Meine Heimat ist dort in der Höh,
wo man nichts weiß von Trübsal und Weh,
wo die heilge unzählbare Schar
jubelnd preiset das Lamm immerdar.

Frage: Suchen Sie irdische Freuden und vergängliche Ziele – oder vorrangig die zukünftige, ewige Heimat?
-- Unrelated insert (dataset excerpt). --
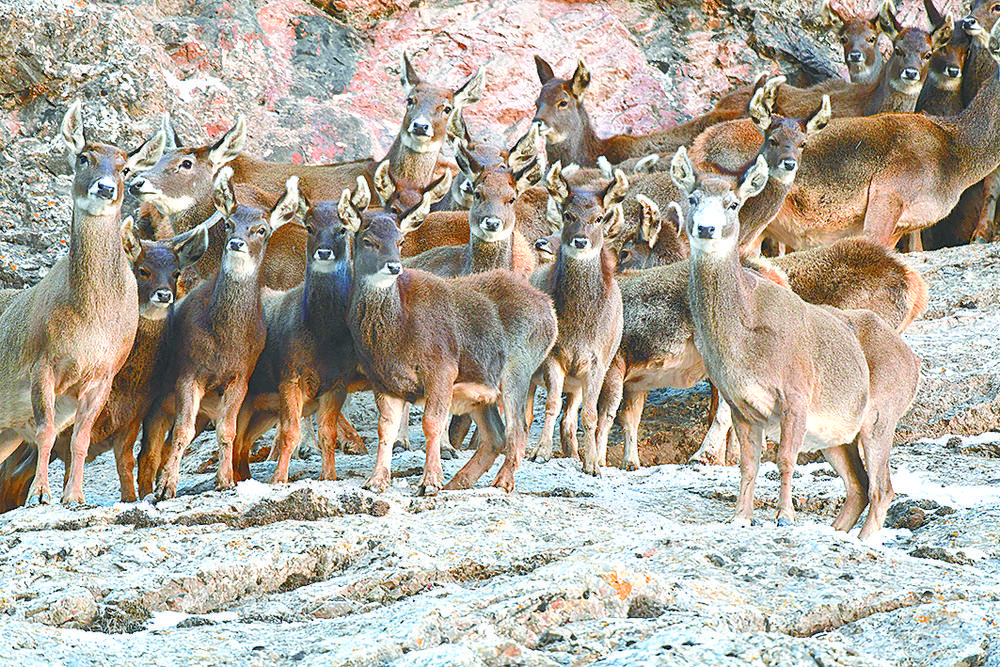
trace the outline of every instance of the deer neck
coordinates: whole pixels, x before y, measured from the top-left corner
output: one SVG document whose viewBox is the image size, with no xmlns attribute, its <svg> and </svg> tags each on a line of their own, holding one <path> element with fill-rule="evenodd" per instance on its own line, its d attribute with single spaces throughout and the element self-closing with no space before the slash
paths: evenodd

Tipp: Interessanter Weise ist die Jahreslosung für 2018 mit Off. 21,6 dem Bibelabschnitt über den neuen Himmel und die neue Erde entnommen. Angesichts der vielen Zeichen erwarten Christen weitweit Jesu Kommen mit der Entrückung, womit die Heilsgeschichte Gottes in ein neues Stadium eintreten und die Erfüllung von Off. 21,6 näher rücken wird. Aber egal wie lange wir noch hier auf Erden verweilen werden, immer sollte ein Gotteskind das Ziel der zukünftigen, himmlischen Heimat vor Augen haben!! Unbeschreibliche Herrlichkeiten hat Gott denen verheißen, die dort einziehen dürfen! Lasst uns Jesus Christus entsprechend treu dienen, ihn mit ganzem Herzen lieben und diesem herrlichen Ziel entgegen streben!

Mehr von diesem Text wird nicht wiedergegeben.